The Rajasthan bench of AAR has ruled that if the liaison office in India does not render any consultancy or other services directly or indirectly, with or without any consideration and such office does not have significant commitment powers, except those which are required for normal functioning of the office, on behalf of Head Office, then the reimbursement of expenses and salary paid by the head office to it Liaison Office in India, is not liable to GST. Also, such liaison office is also not required to get itself registered under GST.
Though the AAR order is specific to the entity seeking relief, it could set the path for other similar operations to take relief from taxes on the principle of equity.
With regard to the present case, the AAR ruling came on an application made by Habufa Meubelen B.V. Jaipur which acts as the liaison office for Netherlands based Habufa Meubelen B.V. The applicant sought clarification whether it’s activities in India were taxable and whether it would need to get itself registered under GST.
In the fact of the case, the Jaipur liaison office of Habufa Meubelen B.V. does not have any independent revenue or clients. The office has been established for the purpose of liasoning with the suppliers with regard to quality control of goods. The purchase order or contracts are entered with the clients with the HO and liaison office does not enter into any contract with the clients. Payments for the supplies are made by HO directly to the account of supplier and all the expenses incurred by liaison office is claimed from HO as per clear instructions of the RBI.
So, there have been no independent revenue stream for the liaison office and it is getting all its expenses paid by the HO. Moreover, the service being rendered by office of facilitating business of its parents is not made for any separate consideration and all what it gets is reimbursement from HO for paying the salary of the staff and for keeping the office operational.
Reading the definition of ‘service’ and ‘supply’ in harmony as given in the tax legislation, a conclusion can be drawn that a supply of service can be liable to GST only if a separate consideration is charged. If there is no consideration then it would not be liable to GST.

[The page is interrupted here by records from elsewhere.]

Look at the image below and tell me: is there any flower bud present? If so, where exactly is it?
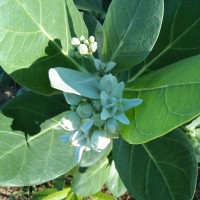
[63,92,82,105]
[76,102,93,119]
[92,113,105,127]
[71,37,80,47]
[77,44,88,56]
[83,39,89,45]
[79,35,85,42]
[106,118,121,136]
[92,99,102,112]
[91,130,110,151]
[68,49,76,57]
[75,51,82,58]
[61,111,82,131]
[98,74,117,93]
[88,36,95,43]
[88,42,97,53]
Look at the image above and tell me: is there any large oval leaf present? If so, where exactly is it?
[122,56,200,144]
[129,0,200,79]
[106,161,127,198]
[0,0,88,94]
[72,158,110,197]
[0,92,77,186]
[49,67,100,99]
[103,0,164,71]
[113,130,197,200]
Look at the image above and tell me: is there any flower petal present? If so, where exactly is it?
[113,112,130,125]
[60,133,72,142]
[80,119,94,137]
[122,98,143,111]
[75,146,85,163]
[101,108,112,120]
[110,82,124,99]
[100,91,109,106]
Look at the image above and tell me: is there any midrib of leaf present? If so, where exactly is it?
[108,0,143,61]
[0,122,60,159]
[142,144,175,200]
[16,0,87,72]
[74,160,107,189]
[124,82,200,92]
[128,12,200,82]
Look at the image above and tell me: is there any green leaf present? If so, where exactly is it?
[0,0,88,94]
[113,129,197,200]
[132,0,200,80]
[33,188,71,200]
[49,67,100,99]
[33,188,57,200]
[65,191,83,200]
[74,0,106,16]
[83,13,103,59]
[79,144,112,167]
[42,188,71,200]
[91,192,114,200]
[122,55,200,144]
[103,0,164,71]
[0,92,77,186]
[106,161,127,197]
[53,174,66,191]
[72,158,109,197]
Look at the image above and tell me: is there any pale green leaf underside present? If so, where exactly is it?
[103,0,164,70]
[122,56,200,144]
[0,92,77,186]
[113,130,197,200]
[0,0,88,93]
[72,158,109,197]
[49,67,100,99]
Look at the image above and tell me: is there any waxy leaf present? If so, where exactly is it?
[122,55,200,144]
[113,130,198,200]
[72,158,110,197]
[131,0,200,80]
[0,0,88,94]
[106,161,127,197]
[103,0,164,71]
[0,92,77,186]
[49,67,100,99]
[74,0,106,16]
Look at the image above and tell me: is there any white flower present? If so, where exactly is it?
[77,44,88,56]
[71,37,80,47]
[88,36,95,43]
[89,42,97,53]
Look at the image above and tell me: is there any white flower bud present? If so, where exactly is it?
[91,130,110,151]
[98,74,117,93]
[75,51,82,58]
[77,44,88,56]
[92,113,105,127]
[106,118,121,136]
[76,102,93,119]
[61,111,82,131]
[89,42,97,53]
[88,36,95,43]
[63,92,82,105]
[79,35,85,42]
[83,39,89,45]
[71,37,80,47]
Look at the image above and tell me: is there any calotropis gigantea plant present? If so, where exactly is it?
[0,0,200,200]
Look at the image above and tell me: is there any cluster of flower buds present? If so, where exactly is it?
[61,74,142,162]
[70,36,97,58]
[185,116,200,163]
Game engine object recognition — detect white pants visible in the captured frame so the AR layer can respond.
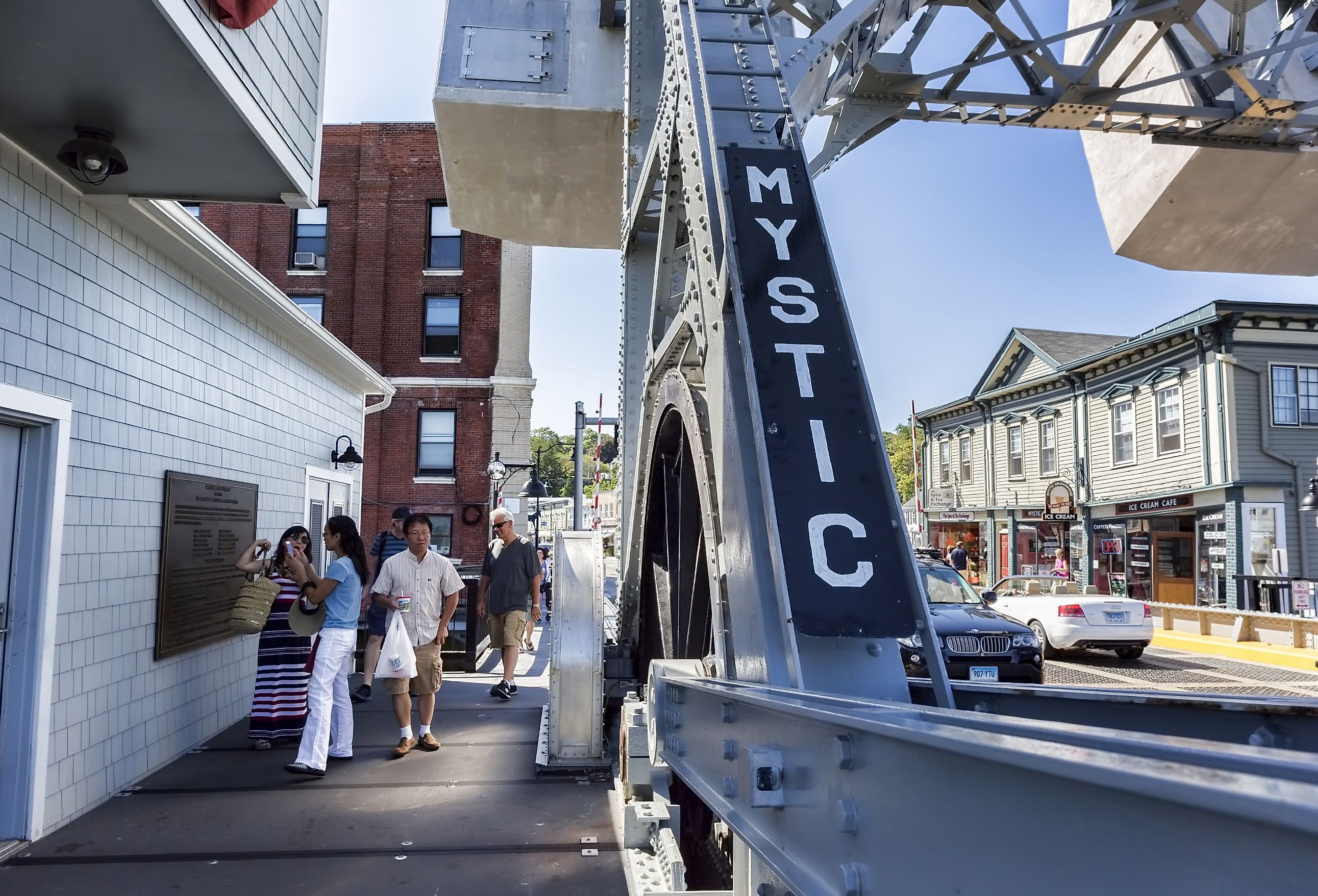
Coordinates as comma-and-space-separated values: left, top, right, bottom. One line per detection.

In the present context, there is no consideration charged by applicant from the HO in foreign country for any services. There is no amount received form HO except the funds for payment of salary, reimbursement of expenses like rent, security, electricity, travelling, etc, therefore the same is not a supply of service under GST law in absence of charging of consideration, the AAR ruled.
The liaison office is strictly prohibited to undertake any activity of a trading, commercial or industrial nature nor it is entering into any business contracts in its own name. Further, the reimbursement claimed by them from their HO is also falling out of the purview of supply of service. Therefore, there is no taxable supplies made by the Liaison office and hence, there is no requirement of getting registered under Section 22.
Further, applicant is not falling under any of the category of persons specified under Section 24 for obtaining compulsory registration under the Act. In view of the above interpretations of the provisions, applicant understands that they are not liable for obtaining registration under the GST, the AAR said.